On 28/12/2022 7:06 a.m., Daniel Kelley wrote:
 > I've been reminded today why this is such a bad idea.  I'm preparing an
update of the rgl package.  As I attempt to be a good citizen, I'm doing
comparison checks of all of the 300 packages that use it, to see if my
updates break anything.

Hi Duncan, I'm wondering whether you are checking against CRAN sources or github/gitlab/etc sources.

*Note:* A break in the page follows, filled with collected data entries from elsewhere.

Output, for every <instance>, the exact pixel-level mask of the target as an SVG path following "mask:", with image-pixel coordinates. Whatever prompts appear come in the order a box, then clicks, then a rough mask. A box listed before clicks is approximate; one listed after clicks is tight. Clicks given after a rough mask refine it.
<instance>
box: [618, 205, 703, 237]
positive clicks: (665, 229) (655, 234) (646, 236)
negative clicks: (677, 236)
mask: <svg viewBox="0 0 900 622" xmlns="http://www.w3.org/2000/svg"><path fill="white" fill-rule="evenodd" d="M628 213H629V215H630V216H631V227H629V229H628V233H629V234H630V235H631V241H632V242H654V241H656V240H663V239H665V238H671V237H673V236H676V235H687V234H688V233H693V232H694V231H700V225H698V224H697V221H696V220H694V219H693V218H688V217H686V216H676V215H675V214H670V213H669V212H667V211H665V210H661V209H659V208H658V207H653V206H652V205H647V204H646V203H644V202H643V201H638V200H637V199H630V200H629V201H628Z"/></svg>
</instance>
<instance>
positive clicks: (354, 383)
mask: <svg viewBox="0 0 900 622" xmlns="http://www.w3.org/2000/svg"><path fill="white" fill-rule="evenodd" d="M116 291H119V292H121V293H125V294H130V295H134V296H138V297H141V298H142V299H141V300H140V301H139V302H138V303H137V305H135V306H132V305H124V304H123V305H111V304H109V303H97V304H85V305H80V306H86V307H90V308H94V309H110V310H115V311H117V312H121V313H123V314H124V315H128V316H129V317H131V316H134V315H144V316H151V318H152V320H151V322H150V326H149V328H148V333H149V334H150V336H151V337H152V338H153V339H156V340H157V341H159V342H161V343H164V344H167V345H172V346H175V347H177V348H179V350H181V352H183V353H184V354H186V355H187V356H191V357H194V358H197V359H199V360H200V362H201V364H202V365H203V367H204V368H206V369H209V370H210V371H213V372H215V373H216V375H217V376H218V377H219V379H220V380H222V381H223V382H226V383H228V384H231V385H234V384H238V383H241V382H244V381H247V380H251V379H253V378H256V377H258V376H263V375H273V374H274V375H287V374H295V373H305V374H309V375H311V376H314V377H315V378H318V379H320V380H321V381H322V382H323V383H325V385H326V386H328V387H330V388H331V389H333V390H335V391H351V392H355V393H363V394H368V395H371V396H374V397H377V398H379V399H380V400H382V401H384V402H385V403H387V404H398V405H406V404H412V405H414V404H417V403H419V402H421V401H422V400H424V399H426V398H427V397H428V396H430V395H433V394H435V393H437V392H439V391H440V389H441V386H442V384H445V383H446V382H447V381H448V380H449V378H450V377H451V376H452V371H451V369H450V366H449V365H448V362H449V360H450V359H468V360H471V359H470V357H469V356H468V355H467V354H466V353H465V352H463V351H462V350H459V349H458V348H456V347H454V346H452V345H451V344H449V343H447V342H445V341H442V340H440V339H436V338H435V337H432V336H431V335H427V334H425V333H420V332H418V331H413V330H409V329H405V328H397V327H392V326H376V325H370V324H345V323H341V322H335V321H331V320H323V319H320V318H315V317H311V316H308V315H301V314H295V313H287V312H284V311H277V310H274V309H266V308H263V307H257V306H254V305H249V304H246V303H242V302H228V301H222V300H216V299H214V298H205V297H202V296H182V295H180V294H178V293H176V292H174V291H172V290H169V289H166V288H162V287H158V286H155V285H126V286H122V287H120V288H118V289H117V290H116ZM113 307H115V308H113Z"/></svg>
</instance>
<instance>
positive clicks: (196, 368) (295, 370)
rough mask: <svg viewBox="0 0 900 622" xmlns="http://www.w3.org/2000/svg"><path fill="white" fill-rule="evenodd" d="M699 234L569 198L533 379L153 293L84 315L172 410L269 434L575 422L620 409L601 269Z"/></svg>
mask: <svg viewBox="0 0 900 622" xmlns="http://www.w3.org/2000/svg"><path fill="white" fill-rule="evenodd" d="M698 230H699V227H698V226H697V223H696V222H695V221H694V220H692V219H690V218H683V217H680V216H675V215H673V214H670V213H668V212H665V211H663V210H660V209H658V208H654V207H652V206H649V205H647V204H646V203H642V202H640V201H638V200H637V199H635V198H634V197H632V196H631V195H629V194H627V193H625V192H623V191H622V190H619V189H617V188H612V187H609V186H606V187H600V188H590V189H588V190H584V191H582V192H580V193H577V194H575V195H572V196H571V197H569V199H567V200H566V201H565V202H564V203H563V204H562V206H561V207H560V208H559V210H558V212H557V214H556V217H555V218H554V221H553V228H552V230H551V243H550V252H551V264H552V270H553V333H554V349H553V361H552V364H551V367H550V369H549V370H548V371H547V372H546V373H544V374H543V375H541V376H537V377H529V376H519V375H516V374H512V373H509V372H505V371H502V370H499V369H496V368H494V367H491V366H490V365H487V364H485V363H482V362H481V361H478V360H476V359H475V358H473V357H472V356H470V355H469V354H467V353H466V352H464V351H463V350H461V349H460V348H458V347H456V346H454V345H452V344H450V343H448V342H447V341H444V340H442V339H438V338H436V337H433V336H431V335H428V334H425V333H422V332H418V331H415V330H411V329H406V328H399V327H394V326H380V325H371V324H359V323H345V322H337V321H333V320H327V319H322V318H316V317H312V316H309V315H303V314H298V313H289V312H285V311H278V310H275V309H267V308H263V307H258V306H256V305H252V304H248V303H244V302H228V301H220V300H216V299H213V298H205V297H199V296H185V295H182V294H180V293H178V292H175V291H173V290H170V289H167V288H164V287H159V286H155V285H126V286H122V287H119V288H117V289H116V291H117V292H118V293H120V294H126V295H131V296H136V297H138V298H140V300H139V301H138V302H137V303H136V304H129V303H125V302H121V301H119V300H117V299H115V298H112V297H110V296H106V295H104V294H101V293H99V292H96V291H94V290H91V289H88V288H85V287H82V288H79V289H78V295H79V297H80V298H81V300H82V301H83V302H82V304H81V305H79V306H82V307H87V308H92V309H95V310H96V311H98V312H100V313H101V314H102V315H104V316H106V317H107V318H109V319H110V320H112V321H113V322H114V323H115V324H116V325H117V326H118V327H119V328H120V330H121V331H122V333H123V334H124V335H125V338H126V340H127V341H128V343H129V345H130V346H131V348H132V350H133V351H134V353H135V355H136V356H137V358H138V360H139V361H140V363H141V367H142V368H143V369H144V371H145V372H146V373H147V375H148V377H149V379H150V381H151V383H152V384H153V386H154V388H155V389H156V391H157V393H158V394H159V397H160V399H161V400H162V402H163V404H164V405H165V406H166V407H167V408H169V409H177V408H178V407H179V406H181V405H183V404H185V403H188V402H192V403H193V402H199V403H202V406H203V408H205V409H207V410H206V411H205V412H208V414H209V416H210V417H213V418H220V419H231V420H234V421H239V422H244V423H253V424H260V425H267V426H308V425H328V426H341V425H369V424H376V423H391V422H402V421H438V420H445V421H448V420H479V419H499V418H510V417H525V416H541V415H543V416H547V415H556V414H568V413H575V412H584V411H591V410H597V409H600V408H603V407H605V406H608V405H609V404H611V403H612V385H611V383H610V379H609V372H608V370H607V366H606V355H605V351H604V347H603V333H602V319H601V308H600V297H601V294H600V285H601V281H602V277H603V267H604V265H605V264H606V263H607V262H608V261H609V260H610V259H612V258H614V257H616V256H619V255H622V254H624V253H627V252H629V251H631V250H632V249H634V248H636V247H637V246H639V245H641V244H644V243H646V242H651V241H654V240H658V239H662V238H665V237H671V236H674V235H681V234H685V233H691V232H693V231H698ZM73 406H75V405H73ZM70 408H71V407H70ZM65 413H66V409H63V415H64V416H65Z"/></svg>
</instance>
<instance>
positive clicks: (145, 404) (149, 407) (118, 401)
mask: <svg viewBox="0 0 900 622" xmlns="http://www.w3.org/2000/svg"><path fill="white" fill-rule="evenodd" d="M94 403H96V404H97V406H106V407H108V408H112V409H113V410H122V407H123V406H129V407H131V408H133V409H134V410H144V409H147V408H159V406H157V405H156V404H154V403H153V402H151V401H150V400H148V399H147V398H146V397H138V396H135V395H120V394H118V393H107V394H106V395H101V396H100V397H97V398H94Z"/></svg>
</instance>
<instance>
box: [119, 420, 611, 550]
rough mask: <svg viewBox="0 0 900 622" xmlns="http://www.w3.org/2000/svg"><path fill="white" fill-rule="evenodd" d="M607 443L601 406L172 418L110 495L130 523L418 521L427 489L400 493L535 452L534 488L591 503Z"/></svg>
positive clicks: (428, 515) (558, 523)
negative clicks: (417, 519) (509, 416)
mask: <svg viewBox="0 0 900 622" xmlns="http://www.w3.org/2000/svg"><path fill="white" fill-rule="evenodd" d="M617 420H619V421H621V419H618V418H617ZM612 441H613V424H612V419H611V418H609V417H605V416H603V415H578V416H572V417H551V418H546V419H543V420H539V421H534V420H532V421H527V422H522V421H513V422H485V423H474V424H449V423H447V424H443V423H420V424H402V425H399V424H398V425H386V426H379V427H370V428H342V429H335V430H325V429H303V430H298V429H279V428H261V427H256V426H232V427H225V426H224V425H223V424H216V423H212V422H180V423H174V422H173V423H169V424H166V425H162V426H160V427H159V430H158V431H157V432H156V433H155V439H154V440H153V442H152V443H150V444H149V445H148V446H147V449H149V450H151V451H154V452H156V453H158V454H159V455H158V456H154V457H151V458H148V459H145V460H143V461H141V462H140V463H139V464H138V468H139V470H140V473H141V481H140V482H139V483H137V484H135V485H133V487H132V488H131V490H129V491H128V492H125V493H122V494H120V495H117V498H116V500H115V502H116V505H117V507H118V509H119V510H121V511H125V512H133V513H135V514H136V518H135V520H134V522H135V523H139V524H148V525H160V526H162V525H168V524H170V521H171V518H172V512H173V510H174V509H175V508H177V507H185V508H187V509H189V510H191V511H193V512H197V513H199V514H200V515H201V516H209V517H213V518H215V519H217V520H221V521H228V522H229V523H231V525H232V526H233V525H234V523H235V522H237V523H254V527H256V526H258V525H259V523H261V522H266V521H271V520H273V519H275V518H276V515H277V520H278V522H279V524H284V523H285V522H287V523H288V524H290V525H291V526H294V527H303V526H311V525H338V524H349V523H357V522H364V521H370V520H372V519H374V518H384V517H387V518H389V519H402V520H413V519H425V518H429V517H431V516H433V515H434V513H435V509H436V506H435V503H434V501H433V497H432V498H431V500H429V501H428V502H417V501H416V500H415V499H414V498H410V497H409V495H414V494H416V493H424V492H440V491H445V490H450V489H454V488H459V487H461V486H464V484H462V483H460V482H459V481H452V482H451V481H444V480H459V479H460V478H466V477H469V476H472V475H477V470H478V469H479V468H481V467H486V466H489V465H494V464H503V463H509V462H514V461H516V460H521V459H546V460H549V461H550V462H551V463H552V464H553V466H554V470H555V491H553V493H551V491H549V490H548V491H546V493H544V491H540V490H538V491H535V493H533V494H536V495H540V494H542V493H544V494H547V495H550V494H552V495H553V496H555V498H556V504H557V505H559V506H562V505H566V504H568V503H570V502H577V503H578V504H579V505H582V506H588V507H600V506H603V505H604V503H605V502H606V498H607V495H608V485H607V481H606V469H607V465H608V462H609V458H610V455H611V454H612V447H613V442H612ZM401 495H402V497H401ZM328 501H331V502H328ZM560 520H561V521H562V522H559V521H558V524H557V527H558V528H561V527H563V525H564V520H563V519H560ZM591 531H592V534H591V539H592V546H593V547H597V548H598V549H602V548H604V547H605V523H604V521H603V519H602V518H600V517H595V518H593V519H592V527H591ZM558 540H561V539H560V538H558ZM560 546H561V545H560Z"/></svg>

CRAN sources only. Unreleased packages may have lots of errors in them, and it's up to their authors to test them. Users shouldn't rely on those packages, but they might rely on CRAN packages, and I don't want to cause extra headaches for them.
I ask because the scheme I use in my packages is that I have lots of tests that only get done if a certain local file (or directory) is present.  Those files/directories are listed in .Rbuildignore, so the CRAN tests skip those tests.  Some of these files/directories are stored in the same github repo as the package code, and some are not.  The latter are because the datasets are huge, or because they are private data sent to me by users to test new features.  (Often users share data for testing, as I develop new code. They need to keep the data private until they publish papers and theses.)

I know rgl does not depend on oce, so my question is not exactly pertinent to you, but I would appreciate it if you could comment on whether what I am doing seems to be useful.  To be honest, I am a bit lost in how folks are supposed to handle slow tests; I'd not be happy to report how many times I've done web searches to find out just what \dontrun and \donttest do, and when I should use them or should do something else.


Your method sounds good. You choose to run your tests, you don't force anyone else to run them.